Эйлин разразилась хохотом.
«Дженни?» - сказала она. «Ты, наверное, шутишь.»
«Ты её знаешь?»
«Она занимается проституцией с тринадцати лет. Дженни - коп? Подожди, я ей расскажу!»
«Я уже сказал ей.»
«Мистер, давай я расскажу тебе кое-что о проститутках и копах, хорошо?»
«Я знаю всё о проститутках и копах.»
«Точно, ты же сам полицейский.»
«Раньше был одним из них», - сказал он. «Я всегда могу отличить копа.»
«Пусть будет по-твоему», - сказала она. «Дженни - полицейский, ты - полицейский, я - полицейский, когда ты влюблён, весь мир - полицейский.»
«Ты же не веришь, что я раньше был полицейским?»
«Хоуи, я поверю всему, что ты мне скажешь. Если ты скажешь мне, что раньше был пресвитерианским священником, я поверю тебе. Астронавтом, шпионом, или...»
«Я служил в отделе нравов в Филадельфии.»
«Так что случилось? Тебе не понравилась работа?»
«Это была хорошая работа.»
«Так почему же ты больше не делаешь этого?»
«Они меня уволили.»
«Почему?»
«Кто знает?» - сказал он и пожал плечами.

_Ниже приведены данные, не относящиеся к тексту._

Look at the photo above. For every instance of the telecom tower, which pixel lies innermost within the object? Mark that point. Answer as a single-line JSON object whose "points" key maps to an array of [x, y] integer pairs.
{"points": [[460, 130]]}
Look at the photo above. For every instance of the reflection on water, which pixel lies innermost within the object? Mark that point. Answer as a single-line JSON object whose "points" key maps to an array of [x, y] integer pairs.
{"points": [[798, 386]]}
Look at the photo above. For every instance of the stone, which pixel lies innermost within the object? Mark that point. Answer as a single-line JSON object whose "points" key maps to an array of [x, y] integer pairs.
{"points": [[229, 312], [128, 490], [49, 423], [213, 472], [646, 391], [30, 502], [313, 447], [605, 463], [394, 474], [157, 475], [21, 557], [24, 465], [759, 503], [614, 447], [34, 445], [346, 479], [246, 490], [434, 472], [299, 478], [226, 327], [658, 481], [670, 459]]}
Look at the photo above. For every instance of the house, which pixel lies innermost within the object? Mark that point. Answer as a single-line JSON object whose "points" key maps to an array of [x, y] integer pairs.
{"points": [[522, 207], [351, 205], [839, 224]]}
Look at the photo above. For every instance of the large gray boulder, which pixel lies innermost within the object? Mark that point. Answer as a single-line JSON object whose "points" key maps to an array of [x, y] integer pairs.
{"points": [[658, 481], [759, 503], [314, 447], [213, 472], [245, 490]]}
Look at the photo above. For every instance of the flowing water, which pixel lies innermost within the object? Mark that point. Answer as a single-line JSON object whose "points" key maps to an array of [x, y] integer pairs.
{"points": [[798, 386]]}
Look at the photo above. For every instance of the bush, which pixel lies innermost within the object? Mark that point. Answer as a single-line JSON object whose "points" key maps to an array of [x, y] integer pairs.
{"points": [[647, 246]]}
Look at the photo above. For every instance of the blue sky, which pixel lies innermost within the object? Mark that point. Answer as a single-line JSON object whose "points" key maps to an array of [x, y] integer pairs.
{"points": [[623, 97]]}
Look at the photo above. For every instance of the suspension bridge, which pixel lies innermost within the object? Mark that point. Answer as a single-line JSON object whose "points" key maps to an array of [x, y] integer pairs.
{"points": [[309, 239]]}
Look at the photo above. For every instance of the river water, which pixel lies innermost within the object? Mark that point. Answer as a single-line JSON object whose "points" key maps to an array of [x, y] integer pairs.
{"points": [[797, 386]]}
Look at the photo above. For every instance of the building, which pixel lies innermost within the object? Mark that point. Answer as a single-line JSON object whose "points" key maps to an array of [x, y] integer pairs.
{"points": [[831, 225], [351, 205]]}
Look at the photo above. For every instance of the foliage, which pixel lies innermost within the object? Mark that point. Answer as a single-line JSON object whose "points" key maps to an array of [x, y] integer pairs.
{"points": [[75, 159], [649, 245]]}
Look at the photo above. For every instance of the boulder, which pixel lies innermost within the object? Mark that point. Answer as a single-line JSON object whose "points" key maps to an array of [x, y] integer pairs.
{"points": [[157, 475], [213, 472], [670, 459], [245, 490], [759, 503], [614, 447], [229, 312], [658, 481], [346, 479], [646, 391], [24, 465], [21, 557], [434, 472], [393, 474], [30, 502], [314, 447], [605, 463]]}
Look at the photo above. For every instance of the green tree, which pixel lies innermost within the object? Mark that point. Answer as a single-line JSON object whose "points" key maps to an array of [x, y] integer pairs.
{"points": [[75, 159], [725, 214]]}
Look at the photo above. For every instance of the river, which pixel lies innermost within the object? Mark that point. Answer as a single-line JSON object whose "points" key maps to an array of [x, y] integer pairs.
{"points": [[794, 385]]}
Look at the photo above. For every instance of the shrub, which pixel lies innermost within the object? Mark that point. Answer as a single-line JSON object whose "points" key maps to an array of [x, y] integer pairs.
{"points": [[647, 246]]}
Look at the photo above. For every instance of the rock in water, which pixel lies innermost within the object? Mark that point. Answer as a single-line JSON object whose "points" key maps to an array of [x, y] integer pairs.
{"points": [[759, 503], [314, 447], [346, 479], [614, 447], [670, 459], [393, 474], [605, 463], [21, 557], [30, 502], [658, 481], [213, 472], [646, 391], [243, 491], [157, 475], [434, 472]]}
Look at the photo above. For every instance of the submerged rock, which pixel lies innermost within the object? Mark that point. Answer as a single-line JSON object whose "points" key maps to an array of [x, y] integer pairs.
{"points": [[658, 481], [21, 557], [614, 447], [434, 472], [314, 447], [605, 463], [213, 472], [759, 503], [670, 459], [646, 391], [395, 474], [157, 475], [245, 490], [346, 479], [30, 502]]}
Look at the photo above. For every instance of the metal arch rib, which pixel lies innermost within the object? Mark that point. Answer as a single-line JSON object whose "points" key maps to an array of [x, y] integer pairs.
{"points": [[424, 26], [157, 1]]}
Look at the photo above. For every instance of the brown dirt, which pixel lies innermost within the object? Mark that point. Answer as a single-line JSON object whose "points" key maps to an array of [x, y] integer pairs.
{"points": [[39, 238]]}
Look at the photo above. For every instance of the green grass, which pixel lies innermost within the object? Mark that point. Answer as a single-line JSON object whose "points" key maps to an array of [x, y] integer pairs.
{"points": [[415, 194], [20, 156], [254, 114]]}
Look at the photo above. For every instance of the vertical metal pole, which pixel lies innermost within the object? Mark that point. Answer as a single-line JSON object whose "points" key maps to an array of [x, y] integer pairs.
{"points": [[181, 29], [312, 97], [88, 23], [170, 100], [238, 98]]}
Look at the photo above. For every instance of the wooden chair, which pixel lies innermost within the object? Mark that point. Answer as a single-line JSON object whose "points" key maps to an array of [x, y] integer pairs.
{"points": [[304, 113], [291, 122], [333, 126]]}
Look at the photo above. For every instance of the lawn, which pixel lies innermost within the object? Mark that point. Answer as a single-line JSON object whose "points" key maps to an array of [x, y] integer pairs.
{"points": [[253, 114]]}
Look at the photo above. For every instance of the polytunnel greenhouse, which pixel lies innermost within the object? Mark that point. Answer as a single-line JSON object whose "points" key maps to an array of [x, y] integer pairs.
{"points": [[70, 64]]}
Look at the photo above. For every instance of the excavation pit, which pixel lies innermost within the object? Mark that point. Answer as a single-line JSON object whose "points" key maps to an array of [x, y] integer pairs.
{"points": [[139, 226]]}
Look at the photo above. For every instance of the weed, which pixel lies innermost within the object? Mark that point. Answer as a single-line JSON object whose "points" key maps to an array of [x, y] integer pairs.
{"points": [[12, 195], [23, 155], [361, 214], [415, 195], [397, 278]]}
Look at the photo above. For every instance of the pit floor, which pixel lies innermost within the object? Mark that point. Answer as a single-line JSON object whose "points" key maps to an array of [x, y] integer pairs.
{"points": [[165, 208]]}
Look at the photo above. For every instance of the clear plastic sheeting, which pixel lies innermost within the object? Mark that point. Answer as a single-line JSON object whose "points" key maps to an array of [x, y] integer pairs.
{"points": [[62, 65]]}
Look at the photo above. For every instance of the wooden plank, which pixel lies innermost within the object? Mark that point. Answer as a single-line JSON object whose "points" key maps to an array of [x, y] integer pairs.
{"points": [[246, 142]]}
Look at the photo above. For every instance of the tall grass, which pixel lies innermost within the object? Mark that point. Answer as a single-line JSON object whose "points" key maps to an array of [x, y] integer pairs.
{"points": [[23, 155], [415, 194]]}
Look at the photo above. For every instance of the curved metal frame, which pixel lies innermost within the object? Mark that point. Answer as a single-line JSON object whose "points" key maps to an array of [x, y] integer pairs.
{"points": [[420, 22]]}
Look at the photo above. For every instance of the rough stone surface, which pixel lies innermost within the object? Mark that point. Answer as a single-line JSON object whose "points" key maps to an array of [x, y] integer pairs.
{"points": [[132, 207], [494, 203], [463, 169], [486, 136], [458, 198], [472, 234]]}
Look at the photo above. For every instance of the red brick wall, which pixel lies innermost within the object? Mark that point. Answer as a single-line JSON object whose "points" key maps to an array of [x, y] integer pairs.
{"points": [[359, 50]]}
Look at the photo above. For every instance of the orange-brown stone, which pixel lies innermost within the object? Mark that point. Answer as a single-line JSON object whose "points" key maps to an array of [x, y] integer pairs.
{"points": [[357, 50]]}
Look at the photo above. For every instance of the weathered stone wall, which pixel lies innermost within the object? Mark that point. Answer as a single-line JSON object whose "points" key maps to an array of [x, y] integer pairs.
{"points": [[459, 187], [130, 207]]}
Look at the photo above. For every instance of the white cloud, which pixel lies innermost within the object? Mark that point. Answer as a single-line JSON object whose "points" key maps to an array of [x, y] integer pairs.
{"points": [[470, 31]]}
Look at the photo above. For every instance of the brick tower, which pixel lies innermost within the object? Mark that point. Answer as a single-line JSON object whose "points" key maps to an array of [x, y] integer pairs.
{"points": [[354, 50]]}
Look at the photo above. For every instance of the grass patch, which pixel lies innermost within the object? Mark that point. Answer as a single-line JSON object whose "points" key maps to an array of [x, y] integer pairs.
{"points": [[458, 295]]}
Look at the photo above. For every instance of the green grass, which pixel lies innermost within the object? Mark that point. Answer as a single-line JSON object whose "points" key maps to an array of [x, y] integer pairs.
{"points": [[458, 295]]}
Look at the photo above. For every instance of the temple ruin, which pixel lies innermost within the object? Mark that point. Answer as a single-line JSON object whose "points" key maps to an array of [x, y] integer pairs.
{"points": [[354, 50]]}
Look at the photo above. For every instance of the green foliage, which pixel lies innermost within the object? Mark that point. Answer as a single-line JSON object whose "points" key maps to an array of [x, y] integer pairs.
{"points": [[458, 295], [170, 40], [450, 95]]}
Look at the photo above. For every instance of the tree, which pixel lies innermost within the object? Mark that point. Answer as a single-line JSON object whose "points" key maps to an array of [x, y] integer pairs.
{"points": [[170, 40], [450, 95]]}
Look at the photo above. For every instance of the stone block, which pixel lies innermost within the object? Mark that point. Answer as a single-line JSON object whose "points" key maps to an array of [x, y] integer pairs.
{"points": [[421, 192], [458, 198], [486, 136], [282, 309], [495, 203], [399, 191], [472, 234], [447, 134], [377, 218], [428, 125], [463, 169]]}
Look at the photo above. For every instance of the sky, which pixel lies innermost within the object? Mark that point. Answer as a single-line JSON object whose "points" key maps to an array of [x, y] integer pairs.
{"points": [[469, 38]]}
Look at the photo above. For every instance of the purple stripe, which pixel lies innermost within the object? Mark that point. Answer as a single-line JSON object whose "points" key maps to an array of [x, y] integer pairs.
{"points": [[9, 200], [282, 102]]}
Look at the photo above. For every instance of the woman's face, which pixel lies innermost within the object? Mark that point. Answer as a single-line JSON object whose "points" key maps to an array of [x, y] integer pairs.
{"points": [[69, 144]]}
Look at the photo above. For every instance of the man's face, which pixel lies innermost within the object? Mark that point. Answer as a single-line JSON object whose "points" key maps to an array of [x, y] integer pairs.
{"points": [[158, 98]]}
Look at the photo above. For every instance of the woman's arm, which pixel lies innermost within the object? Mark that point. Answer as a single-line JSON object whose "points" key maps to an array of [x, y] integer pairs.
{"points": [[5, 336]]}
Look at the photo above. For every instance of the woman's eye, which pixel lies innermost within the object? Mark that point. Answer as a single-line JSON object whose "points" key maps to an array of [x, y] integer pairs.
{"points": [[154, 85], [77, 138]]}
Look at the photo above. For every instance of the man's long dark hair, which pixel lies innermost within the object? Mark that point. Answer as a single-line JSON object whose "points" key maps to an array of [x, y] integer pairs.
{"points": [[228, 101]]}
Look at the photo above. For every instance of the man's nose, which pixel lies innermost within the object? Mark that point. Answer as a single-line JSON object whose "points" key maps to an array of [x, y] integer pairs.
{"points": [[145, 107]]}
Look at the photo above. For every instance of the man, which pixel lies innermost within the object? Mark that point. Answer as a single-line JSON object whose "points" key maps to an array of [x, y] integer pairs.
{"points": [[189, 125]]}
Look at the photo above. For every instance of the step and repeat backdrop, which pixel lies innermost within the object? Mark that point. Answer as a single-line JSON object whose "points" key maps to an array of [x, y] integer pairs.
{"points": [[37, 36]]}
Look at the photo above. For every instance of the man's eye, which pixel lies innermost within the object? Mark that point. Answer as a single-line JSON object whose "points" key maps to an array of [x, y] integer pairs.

«Не мог оторваться от работы, да?»
«Что это значит?»
«Ну, ведь ты пришёл сюда, Хоуи.»
«Просто решил заглянуть.»
«Ты бывал здесь раньше?»
Первый наводящий вопрос, который она ему задала.
«Пару раз.»
«Похоже, тебе здесь нравится, да?»
«В общем-то, наверное да.»
«Ну же, Хоуи, скажи мне правду.» Теперь дразнит его. «Тебе очень нравятся здешние девушки, не так ли?»
«Они ничего. Некоторые из них.»
«Какие?»
«Некоторые из них. Многие из этих девушек, знаешь ли, находятся в этом деле против своей воли.»
«О, конечно.»
«Я имею в виду, что их заставляют это делать.»
«Ты уверен, что был полицейским из полиции нравов, Хоуи?»
«Да.»
«Я имею в виду, ты говоришь почти по-человечески.»
«Ну, это правда, знаешь ли. Многие из этих девушек смогли бы выбраться из этого, если бы знали, как.»
«Расскажи мне секрет. Как мне выбраться из этого, Хоуи?»
«Есть способы.»
От бара отошёл крупный, жилистый, седовласый мужик. На вид ему было около пятидесяти лет, вид у него был помятый, с матросской развязностью. Одет в джинсы и белые кроссовки, синюю футболку, на цепочке висит золотое распятие, поверх расстёгнута джинсовая куртка на металлических пуговицах. Правая рука в гипсе и перевязи. Лохматые седые брови, шрам от ножа, идущий под углом вниз через правую бровь и частично закрывающий правый глаз. Карие глаза. Толстый нос сломан не один раз. Синяя кепка надвинута на затылок. Седые волосы свисают на лоб. Он придвинул стул, сел и сказал: «Отчаливай, проповедник.»
Хоуи посмотрел на него.
«Отвали, я хочу поговорить с дамой.»
«Эй, мистер, - сказала Эйлин, - мы ведь...»
«Ты слышишь меня, проповедник? Шевелись!»
Хоуи отодвинул стул. Он сердито посмотрел на парня со сломанной рукой, а затем прошёл через бар и вышел на улицу. Энни уже встала и шла за ним.
«Большое спасибо», - сказала Эйлин. «Ты только что обошёлся мне в кругленькую сумму.»
«Шэнахан», - сказал он.
Она посмотрела на него.
«Положи руку мне на колено, и говори вежливо.»
Карлики появились без одной минуты одиннадцать.
«Дробовик» Цукерман уже собирался закрыть магазин.
Они вошли с криками «кошелёк или жизнь!».
Элис сразу же открыла огонь.
(«Так мы пытались уйти от риска», - скажет она позже на допросе. «Неважно, что сказал нам Квентин. Если кто-нибудь примет нас за маленьких людей, нам конец. Лучше было их убивать. Да и проще.»)
Цукерман даже не успел дотянуться до дробовика. Он упал замертво с первого выстрела.
Мейер и Карелла выбежали из складского помещения, как только услышали звук колокольчика над дверью. Когда они прошли через занавес, отгораживающий переднюю часть магазина от задней, Цукерман был уже мёртв.
Блондинка, сидевшая в универсале, начала сигналить.
«Полиция!» - крикнул Мейер, и Элис снова открыла огонь.
Это был не кинофильм про полицейских и грабителей, а реальная жизнь. Ни один из детективов не успел сделать ни единого выстрела.
Мейер упал, получив пулю в руку и пулю в плечо.
Карелла упал с пулей в груди. Никаких хитростей. Настоящая кровь. Настоящая боль.
Трое карликов выбежали из магазина, даже не взглянув на кассу. Единственная причина, по которой Элис выбежала за ними, не добив предварительно двух полицейских на полу, заключалась в том, что она подумала, что в этом месте могут быть ещё полицейские.
Это выяснилось во время допроса в десять минут второго утра Дня всех святых (христианский праздник, день памяти всех святых, в США празднуется 1 ноября – примечание переводчика).